In a per-protocol analysis, drop-outs from the active arm of a trial are treated as though they had never been given the active intervention. In other words, only the subjects who finished per-protocol are included. Thus, a per-protocol analysis only looks at those subjects in the active arm of a trial who found an intervention tolerable and potentially helpful, not those who dropped out for any reason, so it usually overestimates the effect of the intervention.
In contrast, an intention-to-treat analysis is designed to measure everybody who enters the trial (ie, everyone who was “intended to be treated”). When subjects drop out before the end of the trial, their final results may be estimated based on measurements already taken.
Alternatively (and more commonly), researchers can take the most recent assessment and assume that it will also be the subject’s final measurement. This is called last-observation carried forward (LOCF). LOCF is much more conservative, making it the more acceptable approach, even though it is, strictly speaking, an inaccurate representation of the data.
Biases in Post Study/Publication
Publication bias is the tendency not to publish small trials that don’t demonstrate statistical significance. It’s understandable that this happens—if a study’s researchers have nothing to show for their efforts, they may choose not to devote the time and effort to writing up their results.
For example, researchers found in 2008 that out of 74 antidepressant trials submitted to the FDA, 38 were positive and 36 were negative. Interestingly, nearly all (37) of the positive trials were published in peer-reviewed journals, while only six of the negative trials were published, sometimes spun to sound positive (Turner EH et al, NEJM 2008;358:252–260). The average reader wouldn’t know this, and may be practicing evidence-based medicine without all the evidence (see also “Overview of the FDA Drug Approval Process” in this issue).
When multiple published studies are compared, as in a meta-analysis, publication bias is easy to detect, by using a funnel diagram. The X-axis is a measure of treatment effect (eg, effect size, very low to very high), while the Y-axis is a measure of the size of the trials.

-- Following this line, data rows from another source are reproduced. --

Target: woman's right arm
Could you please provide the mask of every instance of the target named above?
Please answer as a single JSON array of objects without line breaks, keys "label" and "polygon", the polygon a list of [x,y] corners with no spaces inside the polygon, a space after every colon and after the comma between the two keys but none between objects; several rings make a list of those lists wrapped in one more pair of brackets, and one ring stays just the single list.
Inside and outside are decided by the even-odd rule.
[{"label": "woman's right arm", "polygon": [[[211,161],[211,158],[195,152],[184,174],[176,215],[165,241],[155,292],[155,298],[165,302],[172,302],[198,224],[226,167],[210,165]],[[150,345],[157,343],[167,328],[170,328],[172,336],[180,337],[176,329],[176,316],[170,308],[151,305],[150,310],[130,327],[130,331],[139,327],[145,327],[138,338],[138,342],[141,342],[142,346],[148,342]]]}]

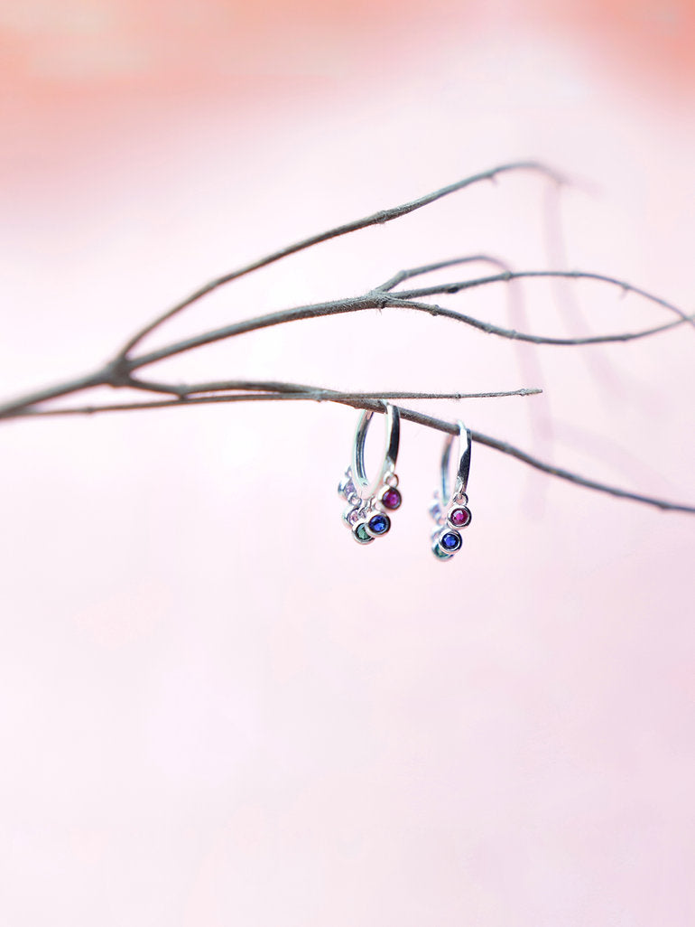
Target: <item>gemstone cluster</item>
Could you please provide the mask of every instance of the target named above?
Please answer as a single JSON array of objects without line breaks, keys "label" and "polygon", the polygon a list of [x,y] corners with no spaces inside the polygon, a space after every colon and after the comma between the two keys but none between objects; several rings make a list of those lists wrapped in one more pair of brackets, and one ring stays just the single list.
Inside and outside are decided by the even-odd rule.
[{"label": "gemstone cluster", "polygon": [[432,552],[437,560],[450,560],[463,543],[459,529],[468,527],[473,517],[468,508],[468,497],[465,493],[455,497],[445,510],[439,497],[435,496],[430,514],[436,524],[432,535]]},{"label": "gemstone cluster", "polygon": [[343,521],[359,544],[371,544],[375,538],[388,533],[391,528],[388,513],[399,509],[403,501],[398,486],[398,477],[396,474],[387,474],[374,495],[360,499],[352,476],[352,468],[348,467],[338,486],[338,494],[348,502]]}]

When there is no publication bias, the graph resembles an upside down funnel: smaller studies are more subject to chance, so the reported effect of treatment can be widely variable, whereas larger studies tend to report comparable effect sizes near the true value of the effect. When publication bias does exist, the smaller trials are missing, because they haven’t been published, and the results are skewed.
Sometimes researchers report only results that are significant, ignoring those that were insignificant or unfavorable, something known as outcome reporting bias. Recent grass-roots initiatives like AllTrials (www.alltrials.net) demand that the protocols and Clinical Study Reports (CSRs) for all drug trials be made available to independent researchers, to determine whether authors cherry-pick their data or simply refuse to publicize trials that are negative—often called the “file-drawer effect” (See TCPR, Nov. 2013, for more on AllTrials.)
Another useful resource is trialsjournal.com, an open-access online journal that aims to publish results of studies regardless of outcome or significance of findings.
Related to publication bias is grey literature bias, which occurs when non-peer-reviewed sources like dissertations and posters give different results from those found in the published literature. Poster presentations at conferences can be good ways to keep up with new research, but their results are not peer-reviewed and must be considered preliminary.
TCPR’s Verdict: Most readers of medical literature are not also professional researchers, and may not be familiar with the various biases in clinical research, both intentional and unintentional. Hopefully, readers can become more aware of the potential pitfalls in interpreting the literature to avoid drawing their own erroneous conclusions.